Back to all work
AI PRODUCT DESIGN • MOBILE APP CONCEPT • BEHAVIORAL DESIGN
Tiny Life Experiments
Designing an AI-powered app that treats users as curious scientists running low-stakes tests on their own lives. Tiny Life pairs a structured AI coaching system with a calm, minimal interface, guiding users through the design, execution, and reflection of 7-day behavioral experiments. The goal is never completion, but learning and growth.
*This is a fully-functional working prototype that I developed using Claude Code and Google AI Studio.
ROLE
Product Designer & AI Architect
TYPE
Concept | Side Project
Most behavior-change apps optimize for streaks, motivation, and accountability. They treat users as performers who need to be pushed. They reward consistency, not insight. They treat a missed day as failure, not data. They scale up too fast, triggering the anxiety that shuts down behavior before it can form. And because they measure output rather than learning, users disengage when the streak breaks.
CHALLENGE
Behavior change apps optimize for the wrong thing.
The core challenge was designing an AI system prompt sophisticated enough to generate genuinely useful behavioral experiments — not generic wellness advice — while keeping the interface calm enough that users wouldn't feel observed or evaluated.
Every design decision traced back to a behavioral science principle. The AI system prompt operationalizes those principles as adaptive logic rules — conditionals that shape what kind of experiment gets designed based on the user's emotional state, constraints, and risk tolerance.
DESIGN APPROACH
Precision over prescription.
1
Emotional Friction
High overwhelm → scope is halved. Self-doubt → confidence tracking added.
2
Time Constraints
Under 10 minutes available → micro-action only, no exceptions.
3
Risk Tolerance
Low → observational design. High → mild discomfort introduced deliberately.
4
Constraint Type
Fear-based constraints → exposure ladder. Low energy → reduction experiment.
The AI as behavioral scientist.
The AI system prompt is the product's core intellectual layer. It defines a role, a set of design principles, conditional logic rules, a strict output schema, and tonal constraints — all functioning together as a behavioral design engine.

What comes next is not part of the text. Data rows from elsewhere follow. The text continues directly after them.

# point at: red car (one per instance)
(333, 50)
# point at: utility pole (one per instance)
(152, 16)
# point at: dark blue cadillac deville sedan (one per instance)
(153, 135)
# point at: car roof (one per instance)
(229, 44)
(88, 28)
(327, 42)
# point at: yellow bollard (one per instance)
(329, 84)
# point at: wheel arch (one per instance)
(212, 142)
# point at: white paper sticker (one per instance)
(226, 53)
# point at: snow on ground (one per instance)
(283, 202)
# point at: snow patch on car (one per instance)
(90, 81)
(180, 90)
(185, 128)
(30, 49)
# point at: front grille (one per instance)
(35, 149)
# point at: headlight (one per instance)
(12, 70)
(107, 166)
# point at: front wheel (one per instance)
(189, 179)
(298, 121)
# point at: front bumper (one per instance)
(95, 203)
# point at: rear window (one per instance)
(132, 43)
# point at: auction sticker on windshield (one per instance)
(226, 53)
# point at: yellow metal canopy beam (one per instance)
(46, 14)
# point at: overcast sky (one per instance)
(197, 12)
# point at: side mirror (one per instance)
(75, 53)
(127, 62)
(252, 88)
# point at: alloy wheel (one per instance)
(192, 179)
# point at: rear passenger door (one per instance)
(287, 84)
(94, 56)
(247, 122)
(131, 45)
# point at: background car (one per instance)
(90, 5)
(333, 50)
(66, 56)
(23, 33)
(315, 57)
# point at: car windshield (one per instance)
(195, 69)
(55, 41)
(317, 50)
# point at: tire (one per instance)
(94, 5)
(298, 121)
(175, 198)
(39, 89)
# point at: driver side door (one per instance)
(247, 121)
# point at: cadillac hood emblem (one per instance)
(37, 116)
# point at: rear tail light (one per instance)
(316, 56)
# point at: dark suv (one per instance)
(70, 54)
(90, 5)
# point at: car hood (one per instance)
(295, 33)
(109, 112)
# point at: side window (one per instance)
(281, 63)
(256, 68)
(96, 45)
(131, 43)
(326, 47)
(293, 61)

This wasn't prompt engineering in the casual sense. It required understanding behavioral psychology well enough to operationalize it as a system: mapping emotional friction states to design responses, encoding safeguard logic, and specifying output format down to the structure of reflection prompts.
SYSTEM DESIGN
Day 1-4 prompts for the experiment goal of “I want to develop a more consistent creative practice.”
Individual entries reveal what happened. The insight engine reveals what it means. After 7 days, the AI reads across all mood ratings, difficulty scores, and free-form comments to surface behavioral signals that aren't visible entry by entry.
The analysis is structured around three specific outputs, each designed to produce a different kind of learning.
Insight engine feedback from a completed experiment gives a big-picture summary, core strengths, areas for growth, and strategic suggestions.
INSIGHTS ENGINE
The AI that reads between the days.
A thoughtful notebook, not a dashboard.
The visual language was designed to feel like a behavioral research notebook — calm, spacious, precise. Not gamified. Not clinical. The typography, color palette, and interaction patterns all reinforce the emotional register: this is a space for curiosity, not performance.
INTERFACE PHILOSOPHY
Single-Focus Screens
One primary action per screen. No competing priorities. Progress indicators show where users are in the experiment setup flow — without pressure.
Color System
Muted periwinkle as primary. Soft sage as accent. Off-white backgrounds. No harsh black on large surfaces. The palette signals calm attentiveness.
Card-Based Structure
Each experiment component lives in its own card. Generous spacing prevents cognitive overload and signals that each piece deserves attention.
What this project demonstrates.
AI system architecture: Designed a multi-layered system prompt that operationalizes behavioral science as conditional AI logic — not just writing instructions, but encoding a theory of change.
Domain translation: Translated behavioral psychology concepts (habit loops, exposure ladders, implementation intentions) into specific output constraints and adaptive rules.
Product-level thinking: Defined a distinct product philosophy — behavioral experimentation vs. habit tracking — and maintained that distinction across system design, UI, and tone guidance
Tonal precision: Authored detailed tone rules that governed both the AI coach voice and the interface feel — excluding specific failure modes like "productivity hype," "therapy voice," and "guru language.
Safeguard design: Embedded psychological safety mechanisms directly into the output schema — not as optional add-ons, but as required structural elements of every generated experiment.